Un week-end au pigeonnier de Georges Borgeaud.

Georges Borgeaud avec son chat devant la porte de son pigeonnier en 1987. Photo Versus.


" Ainsi fut rendue à la vie inspirée un pigeonnier que l' indifférence des hommes avait exposé aux hivers et à la calcination des étés, aux caresses de la lune et aux rôdeurs à fusil. Depuis que je l'occupe, le besoin d'avoir à chercher un nouveau lieu pour une heure de plénitude n'existe plus. Les vagabondages qui remplaçaient mon grand besoin d'une halte un peu prolongée se sont raréfiés depuis. Parfois je pense qu'il y a peut-être là une forme perfide d'amollissement de l'esprit.




Le Grès n'est pas non plus un enracinement car il aurait fallu pour cela y avoir été introduit depuis longtemps, comme la vigne dans un  pays. Je me suis seulement ressaisi à temps, comme quelqu'un qui au bord   de   l'abîme   s'agrippe   à   l'arbrisseau.   Avant   la   chute dans l'irrésolution, j'ai agi comme je l'aurais fait dans mes lieux d' origine, si ceux-ci m'avaient tant soit peu retenu. J'ai décidé de m' y plaire comme un exilé. J'y prolonge des jours, reçois des amis, fais pour eux et pour moi-même des dînettes de célibataire. J'abîme ma " main à    plume " aux petits travaux de jardinage, aux divers bricolages, sans oublier, après d'inévitables mais peu sérieuses blessures, de me conduire en toute hâte chez le médecin pour une vaccination contre le tétanos. J'ai failli marcher, un jour, à pieds nus, sur un petit serpent dont je me demande encore s'il s'agissait d'une vipère. Je mets mes peurs  à l'abri quand les orages tapageurs tombent sur ma doline, ressortant quand les averses ne  se mêlent plus aux éclairs et au tonnerre, les recevant sur ma nudité avec cette sensation douteuse d'être rendu à la pureté primitive. Je ramasse du bois mort pour la cheminée qui en est friande. Je fais même mes lessives. Le soir, enfin, j'arrose le jardin potager en tenant une lance de cuivre derrière laquelle il y a vingt mètres de tuyau de plastique rouge, lové sur la terre pelée et la tiédeur des cailloux. Une tâche délicieuse: attacher les tomates,  le buisson de romarin qui verse de tout son poids, une petite vigne dont les grappes tardives mûrissent après mon départ, une branche alourdie de ses prunes. Chacune de ces activités me laisse dans la main une odeur distincte que j'emporte au bout de mes doigts, dans mon sommeil,   et  dont  certaines   sont  ineffaçables  pour  un temps et surprenantes. Enfin, j'ai nourri des chiens errants jusqu'au jour où ils disparurent, les uns après les autres.
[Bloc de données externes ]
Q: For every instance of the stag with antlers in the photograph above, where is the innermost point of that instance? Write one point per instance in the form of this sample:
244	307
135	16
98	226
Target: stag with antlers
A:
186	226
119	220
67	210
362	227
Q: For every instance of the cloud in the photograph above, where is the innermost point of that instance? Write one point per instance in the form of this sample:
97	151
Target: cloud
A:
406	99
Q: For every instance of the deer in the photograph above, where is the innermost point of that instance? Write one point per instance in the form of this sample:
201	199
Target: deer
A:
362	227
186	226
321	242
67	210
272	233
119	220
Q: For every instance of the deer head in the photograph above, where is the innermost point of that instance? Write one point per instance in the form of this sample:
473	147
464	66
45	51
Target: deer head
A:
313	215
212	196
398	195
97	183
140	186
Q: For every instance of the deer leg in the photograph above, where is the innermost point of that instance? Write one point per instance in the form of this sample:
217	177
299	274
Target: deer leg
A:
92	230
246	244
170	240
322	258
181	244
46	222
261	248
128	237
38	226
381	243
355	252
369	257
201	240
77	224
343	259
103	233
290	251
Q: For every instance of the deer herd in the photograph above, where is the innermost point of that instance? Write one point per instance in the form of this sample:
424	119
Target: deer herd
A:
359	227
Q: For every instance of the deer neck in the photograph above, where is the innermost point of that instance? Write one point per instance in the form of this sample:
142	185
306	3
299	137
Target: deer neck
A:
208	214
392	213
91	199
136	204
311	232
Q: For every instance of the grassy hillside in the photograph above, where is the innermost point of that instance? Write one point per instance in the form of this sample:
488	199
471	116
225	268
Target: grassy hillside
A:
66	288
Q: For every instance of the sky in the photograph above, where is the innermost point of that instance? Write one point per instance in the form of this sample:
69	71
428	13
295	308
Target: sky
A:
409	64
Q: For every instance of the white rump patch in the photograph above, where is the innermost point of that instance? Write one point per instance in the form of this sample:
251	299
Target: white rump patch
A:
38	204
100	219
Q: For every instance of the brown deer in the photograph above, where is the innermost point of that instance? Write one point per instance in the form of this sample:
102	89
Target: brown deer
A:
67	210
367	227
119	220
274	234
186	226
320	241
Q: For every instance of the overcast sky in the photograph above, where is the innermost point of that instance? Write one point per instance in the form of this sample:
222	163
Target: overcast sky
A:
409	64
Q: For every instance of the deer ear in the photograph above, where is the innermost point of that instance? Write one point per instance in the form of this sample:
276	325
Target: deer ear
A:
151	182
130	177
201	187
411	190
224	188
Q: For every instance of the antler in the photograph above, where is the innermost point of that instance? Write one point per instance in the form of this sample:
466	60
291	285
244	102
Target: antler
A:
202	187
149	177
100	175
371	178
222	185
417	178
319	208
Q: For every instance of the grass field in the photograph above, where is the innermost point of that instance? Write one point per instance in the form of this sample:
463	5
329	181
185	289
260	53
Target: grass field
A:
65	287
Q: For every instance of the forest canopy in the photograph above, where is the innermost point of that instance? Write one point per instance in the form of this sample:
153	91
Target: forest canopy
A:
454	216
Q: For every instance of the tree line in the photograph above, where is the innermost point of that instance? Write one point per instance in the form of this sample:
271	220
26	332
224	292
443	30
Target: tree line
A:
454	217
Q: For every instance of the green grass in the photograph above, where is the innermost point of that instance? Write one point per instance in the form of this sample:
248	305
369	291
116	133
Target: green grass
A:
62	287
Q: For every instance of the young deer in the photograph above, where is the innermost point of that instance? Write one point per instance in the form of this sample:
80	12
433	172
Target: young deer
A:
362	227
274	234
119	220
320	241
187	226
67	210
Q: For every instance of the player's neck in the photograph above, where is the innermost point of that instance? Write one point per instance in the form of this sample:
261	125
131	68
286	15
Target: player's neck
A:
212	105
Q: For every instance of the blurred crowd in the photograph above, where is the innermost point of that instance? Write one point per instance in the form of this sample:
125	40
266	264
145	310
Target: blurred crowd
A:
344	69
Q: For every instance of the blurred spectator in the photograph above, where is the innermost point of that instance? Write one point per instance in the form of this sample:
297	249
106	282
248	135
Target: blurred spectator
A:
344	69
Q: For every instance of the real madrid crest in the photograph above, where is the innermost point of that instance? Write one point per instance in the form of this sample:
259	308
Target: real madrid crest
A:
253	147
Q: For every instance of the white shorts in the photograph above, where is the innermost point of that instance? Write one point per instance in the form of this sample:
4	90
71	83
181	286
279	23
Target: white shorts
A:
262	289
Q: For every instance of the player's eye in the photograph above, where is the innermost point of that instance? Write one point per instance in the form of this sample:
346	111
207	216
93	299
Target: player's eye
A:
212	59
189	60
Mieux ne pas savoir comment.
L'un d'entre eux s'attacha si frénétiquement à moi qu'à l'aurore, je le trouvais couché devant ma porte qu'il gardait jalousement. La nuit il vagabondait, le jour il me gardait. Le principe en était si bien établi qu'il finit par être paralysant pour moi. Je préfère l'angoisse que me donne l'indépendance de ma chatte quand elle a décidé de retarder, la nuit, son retour à la maison et qu'il me faut laisser la porte ouverte. Parfois, je l'appelle avec de l'impatience dans la voix ou l'attends dehors pour la trouver enfin, indifférente, endormie en boule, sur la couverture du lit.
La maison du Grès a guéri chez moi une instabilité peut-être plus spirituelle que physique, la dispersion de l'esprit qui souhaite être ailleurs que là où la fatalité le fixe. Grâce à elle, depuis de nombreuses années, je rassemble mon attention sur un espace restreint de la nature, en apparence sans grand attrait pour le passant mais inépuisable à mes yeux. On pourrait appeler cela l'école du regard si l' expression n'avait point été attribuée à une école romanesque de cadastre. A me pencher sur la répétition, je ne ressens ni lassitude, ni ennui et quand parfois mon enthousiasme s'amincit, j'en souffre comme le mystique qui se croit privé de la présence de Dieu. Le remède à cette panne de l'attention est de se laisser ingénument émerveiller par l'ordinaire de la vie. Avoir la conviction du miracle perpétuel, autrement dit. Si cela ne suffit pas à réveiller notre ferveur, il faut s'exalter à participer à des besognes communes, à vouloir dans la nature encourager ce qui s'émousse, à remplacer au jardin l'inculte par une explosion de fleurs et de légumes, à épauler un prunier en le greffant pour le pousser à fructifier, voire même à combattre dans le carré des salades et des rames de petits pois limaces et pucerons. J' ai prévenu, ainsi, la défaillance d'un rosier blanc, sans oublier pourtant qu'après moi, un jour, tout ce que j'aurai entretenu défaillira."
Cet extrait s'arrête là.